Os agrocéfalos que estão no Senado, na Câmara dos Deputados, nos governos estaduais, dirigindo suas confederações ou bancadas, poderiam ser representados nestes dois personagens, conhecidos no Brasil como a dupla Pink e Cérebro. Como eles, poderíamos sugerir que, em cada abertura de seção parlamentar ou de pronunciamentos, os agrocéfalos que ocupam cargos nestas casas poderiam dizer: nós vamos dominar o mundo.
Claro, não nos esqueçamos que os personagens animados, apesar de todos os esforços, sempre se atrapalhavam e, nem de longe, resvalavam em seu intento. Isso também esperamos que ocorra com aqueles acometidos pela agrocefalia hereditária.

Não obstante, como nos aponta o mesmo Damásio: do ponto de vista da ciência, somos um cérebro individual, mas que se molda socialmente. Assim, na perspectiva de estabelecer a correção à hereditariedade da referida anomalia cerebral e seus efeitos, cabe aos diferentes setores sociais funções específicas nesta verdadeira junta médica: aos movimentos sociais cabe a boa e velha luta, militância. Governos só querem destes movimentos a subserviência, cooptação: deve-se insistir na consciência de que poder só se for popular.

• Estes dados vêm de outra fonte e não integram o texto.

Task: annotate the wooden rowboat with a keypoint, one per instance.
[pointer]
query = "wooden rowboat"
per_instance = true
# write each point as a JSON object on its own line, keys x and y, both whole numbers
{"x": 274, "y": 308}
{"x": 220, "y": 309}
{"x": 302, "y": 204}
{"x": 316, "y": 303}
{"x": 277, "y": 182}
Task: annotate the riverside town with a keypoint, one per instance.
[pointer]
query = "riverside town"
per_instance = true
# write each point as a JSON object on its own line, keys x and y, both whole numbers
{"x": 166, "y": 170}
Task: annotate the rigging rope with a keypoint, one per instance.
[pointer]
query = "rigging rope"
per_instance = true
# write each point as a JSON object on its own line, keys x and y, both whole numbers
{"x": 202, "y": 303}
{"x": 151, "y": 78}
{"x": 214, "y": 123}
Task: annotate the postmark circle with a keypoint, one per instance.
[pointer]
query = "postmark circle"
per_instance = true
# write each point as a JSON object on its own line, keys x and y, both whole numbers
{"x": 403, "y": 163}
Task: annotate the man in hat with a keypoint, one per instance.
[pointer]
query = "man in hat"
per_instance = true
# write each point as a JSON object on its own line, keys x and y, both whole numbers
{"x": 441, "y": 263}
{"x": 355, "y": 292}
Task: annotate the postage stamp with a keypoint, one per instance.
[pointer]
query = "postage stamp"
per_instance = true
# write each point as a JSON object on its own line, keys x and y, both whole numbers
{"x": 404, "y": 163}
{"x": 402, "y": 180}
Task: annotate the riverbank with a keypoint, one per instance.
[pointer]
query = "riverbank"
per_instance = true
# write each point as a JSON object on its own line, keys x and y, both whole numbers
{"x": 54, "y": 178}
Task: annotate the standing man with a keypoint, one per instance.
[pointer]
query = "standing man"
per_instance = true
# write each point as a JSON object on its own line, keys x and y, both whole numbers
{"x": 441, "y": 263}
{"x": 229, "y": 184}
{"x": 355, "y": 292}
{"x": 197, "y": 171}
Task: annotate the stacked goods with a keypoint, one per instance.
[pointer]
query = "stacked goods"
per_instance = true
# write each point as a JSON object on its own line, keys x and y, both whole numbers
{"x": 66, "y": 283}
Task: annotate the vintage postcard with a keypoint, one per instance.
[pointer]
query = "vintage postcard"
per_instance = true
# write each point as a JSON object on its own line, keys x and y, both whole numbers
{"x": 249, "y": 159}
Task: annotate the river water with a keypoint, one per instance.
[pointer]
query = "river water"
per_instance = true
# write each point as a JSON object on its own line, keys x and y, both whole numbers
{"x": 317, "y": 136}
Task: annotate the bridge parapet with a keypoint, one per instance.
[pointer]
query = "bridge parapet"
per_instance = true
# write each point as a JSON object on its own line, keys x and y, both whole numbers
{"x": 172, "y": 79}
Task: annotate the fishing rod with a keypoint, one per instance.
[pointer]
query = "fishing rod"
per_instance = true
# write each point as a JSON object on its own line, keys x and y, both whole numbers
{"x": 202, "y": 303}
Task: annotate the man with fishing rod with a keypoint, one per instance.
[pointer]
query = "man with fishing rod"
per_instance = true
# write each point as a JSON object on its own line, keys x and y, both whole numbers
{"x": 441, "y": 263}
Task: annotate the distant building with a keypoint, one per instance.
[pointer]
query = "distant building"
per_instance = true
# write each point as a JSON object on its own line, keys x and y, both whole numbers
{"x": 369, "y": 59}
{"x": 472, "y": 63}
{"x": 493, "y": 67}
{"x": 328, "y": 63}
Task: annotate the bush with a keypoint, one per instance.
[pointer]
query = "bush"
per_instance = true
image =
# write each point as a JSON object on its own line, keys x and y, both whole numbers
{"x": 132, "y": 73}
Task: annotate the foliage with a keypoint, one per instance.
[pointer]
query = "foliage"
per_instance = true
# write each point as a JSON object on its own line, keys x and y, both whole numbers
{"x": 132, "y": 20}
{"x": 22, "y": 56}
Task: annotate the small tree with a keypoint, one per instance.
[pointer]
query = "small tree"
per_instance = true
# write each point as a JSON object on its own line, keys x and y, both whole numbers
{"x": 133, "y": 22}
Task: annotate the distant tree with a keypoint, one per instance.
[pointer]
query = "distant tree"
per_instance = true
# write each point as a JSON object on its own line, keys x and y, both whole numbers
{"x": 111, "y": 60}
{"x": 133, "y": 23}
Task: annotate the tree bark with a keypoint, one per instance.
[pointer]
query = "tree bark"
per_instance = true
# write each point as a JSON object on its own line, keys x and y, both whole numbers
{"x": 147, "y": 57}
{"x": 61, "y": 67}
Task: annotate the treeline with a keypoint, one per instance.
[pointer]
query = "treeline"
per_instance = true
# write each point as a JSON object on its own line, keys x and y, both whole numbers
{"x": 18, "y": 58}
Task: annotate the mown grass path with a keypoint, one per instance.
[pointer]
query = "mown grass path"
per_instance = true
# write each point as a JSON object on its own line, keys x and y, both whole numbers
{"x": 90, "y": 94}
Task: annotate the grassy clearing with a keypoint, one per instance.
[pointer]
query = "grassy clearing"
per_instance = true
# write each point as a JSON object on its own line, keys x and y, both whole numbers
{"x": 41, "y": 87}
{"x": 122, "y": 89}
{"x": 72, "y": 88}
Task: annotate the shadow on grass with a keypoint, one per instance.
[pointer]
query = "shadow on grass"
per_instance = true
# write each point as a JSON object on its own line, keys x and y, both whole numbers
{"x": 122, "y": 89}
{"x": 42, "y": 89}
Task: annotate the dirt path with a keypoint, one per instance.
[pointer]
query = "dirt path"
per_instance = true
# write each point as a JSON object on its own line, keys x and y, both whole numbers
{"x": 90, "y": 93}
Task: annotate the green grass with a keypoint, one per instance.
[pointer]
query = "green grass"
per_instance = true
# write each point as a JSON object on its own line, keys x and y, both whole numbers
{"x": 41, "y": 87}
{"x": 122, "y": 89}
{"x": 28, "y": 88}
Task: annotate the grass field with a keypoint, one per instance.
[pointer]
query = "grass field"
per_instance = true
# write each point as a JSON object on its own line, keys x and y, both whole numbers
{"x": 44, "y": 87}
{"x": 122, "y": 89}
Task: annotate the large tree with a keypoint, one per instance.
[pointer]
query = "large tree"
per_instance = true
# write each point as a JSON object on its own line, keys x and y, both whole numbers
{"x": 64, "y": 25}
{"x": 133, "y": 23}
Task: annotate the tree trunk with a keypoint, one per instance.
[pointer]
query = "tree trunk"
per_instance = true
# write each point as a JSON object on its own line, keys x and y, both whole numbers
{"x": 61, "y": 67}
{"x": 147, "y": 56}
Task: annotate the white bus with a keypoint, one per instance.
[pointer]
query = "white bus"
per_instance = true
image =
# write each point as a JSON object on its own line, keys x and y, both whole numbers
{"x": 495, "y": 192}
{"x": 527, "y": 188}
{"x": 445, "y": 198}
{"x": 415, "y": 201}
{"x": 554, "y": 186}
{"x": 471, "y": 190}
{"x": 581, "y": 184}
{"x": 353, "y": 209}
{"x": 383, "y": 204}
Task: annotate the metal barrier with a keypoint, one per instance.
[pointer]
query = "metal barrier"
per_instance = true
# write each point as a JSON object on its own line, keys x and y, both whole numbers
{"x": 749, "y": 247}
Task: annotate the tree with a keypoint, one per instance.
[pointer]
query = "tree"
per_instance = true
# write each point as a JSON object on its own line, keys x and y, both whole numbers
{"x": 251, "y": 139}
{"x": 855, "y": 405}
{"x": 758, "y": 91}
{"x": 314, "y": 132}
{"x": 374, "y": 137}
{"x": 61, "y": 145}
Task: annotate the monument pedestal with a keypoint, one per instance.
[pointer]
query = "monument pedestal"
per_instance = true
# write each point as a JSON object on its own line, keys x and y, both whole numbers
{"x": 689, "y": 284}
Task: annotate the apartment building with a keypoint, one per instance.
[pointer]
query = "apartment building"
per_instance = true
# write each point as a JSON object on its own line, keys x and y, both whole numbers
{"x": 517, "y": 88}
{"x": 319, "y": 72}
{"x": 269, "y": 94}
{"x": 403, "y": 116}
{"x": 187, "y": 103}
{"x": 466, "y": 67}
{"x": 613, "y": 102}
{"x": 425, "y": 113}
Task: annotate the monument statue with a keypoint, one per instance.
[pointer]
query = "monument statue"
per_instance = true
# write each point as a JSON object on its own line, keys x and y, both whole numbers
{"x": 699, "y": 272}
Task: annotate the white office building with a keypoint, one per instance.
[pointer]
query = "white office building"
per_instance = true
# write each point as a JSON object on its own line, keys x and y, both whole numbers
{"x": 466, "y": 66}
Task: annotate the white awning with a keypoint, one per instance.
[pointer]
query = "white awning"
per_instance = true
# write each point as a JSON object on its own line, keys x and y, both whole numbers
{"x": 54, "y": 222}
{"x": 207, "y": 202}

Aos povos e comunidades tradicionais cabe sua existência e resistência a cada novo projeto saído das cabeças agrocéfalas, a continuidade incômoda dos Outros 500, longe de qualquer projetinho “verde” ou “carguinho assalariado”; ao governo federal cabe a vergonha e mudança de atitude, não mais alimentando com R$ 107,5 bilhões a sanha que mantém e é mantida pela agrocefalia e seus portadores. Também cabe ao mesmo governo parar de pensar e agir como se também fosse acometido da anomalia: atacando indígenas com a Polícia Federal e Força Nacional sob pseudo-argumentos. Deverá também banir de suas concepções ideias agrocefalinas como as já pronunciadas pelos ministros da Justiça, Casa Cvil, Minas e Energia, Advocacia-Geral da União (AGU).

Se os agrocéfalos não se moldam nem se deixam moldar, preponderantemente agindo a partir de seu umbigo-mundo, caberá aos que não são portadores da mesma anomalia construir a real democracia, sem DEMônios, sem PoPulismos, semPrivilégios Só Deles, sem Pomposas eMendas Desviadas dos Brasileiros, sem Pseudo Sócio Democracia e emBustes, semPossibilidades de eSconder históricos Crimes.

 Certamente esta real democracia não será resultado de uma união democrática agrocefalista e muito menos uma construídaem uma República dos Ruralistas. Cruz, credo, Deus nos livre.